Ma la richiesta fu lungamente dibattuta dal Senato Romano, il quale aveva appena stipulato un accordo di pace e collaborazione proprio con i Cartaginesi. Il Senato sapeva bene che, se avesse accettato la proposta dei Mamertini, non avrebbe più potuto evitare il conflitto con i punici, che nel frattempo controllavano quasi tutta l’isola (ad eccezione, appunto, di Milazzo, Messina e Siracusa).

Nel 264 a.C. i Romani accettano l’accordo e sbarcano a Messina, località in cui si consuma il primo di una lunga serie di scontri con Siracusani e Cartaginesi, risolti poi con la vittoria di Roma e la famosa vicenda di Carthago Delenda Est.

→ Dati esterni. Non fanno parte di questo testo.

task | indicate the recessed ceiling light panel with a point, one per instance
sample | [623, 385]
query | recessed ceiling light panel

Passata sotto il controllo bizantino dopo la caduta dell’Impero Romano d’Occidente, la città subisce le incursioni arabe per poi essere successivamente conquistata, nel 1101, da Ruggero d’Altavilla. Sotto i Normanni si avrà il potenziamento del vecchio centro, con il rifacimento delle vecchie mura e del Castello, noto ancora oggi come uno dei più grandi mai realizzati nella storia!

L’ingresso del Castello di Milazzo

Nel luglio 1860, con l’arrivo delle camicie rosse, si consumò la grande Battaglia di Milazzo. Il Castello era l’ultima delle fortezze, insieme alla Real Cittadella di Messina, che ancora resisteva alla conquista garibaldina. Ricevuti i rinforzi dai Borbone stanziati presso la città dello Stretto, la battaglia sembrava volgere al termine in favore dei milazzesi quando l’esercito Borbone, condotto dal generale Giacomo Medici, optò per la ritirata strategica a Napoli, lasciando scoperta la fortezza e la Real Cittadella come ultimo baluardo per la difesa della Sicilia.

La prima tappa dell’antico Giro di Sicilia non poteva che concludersi in una località degna del suo prestigio.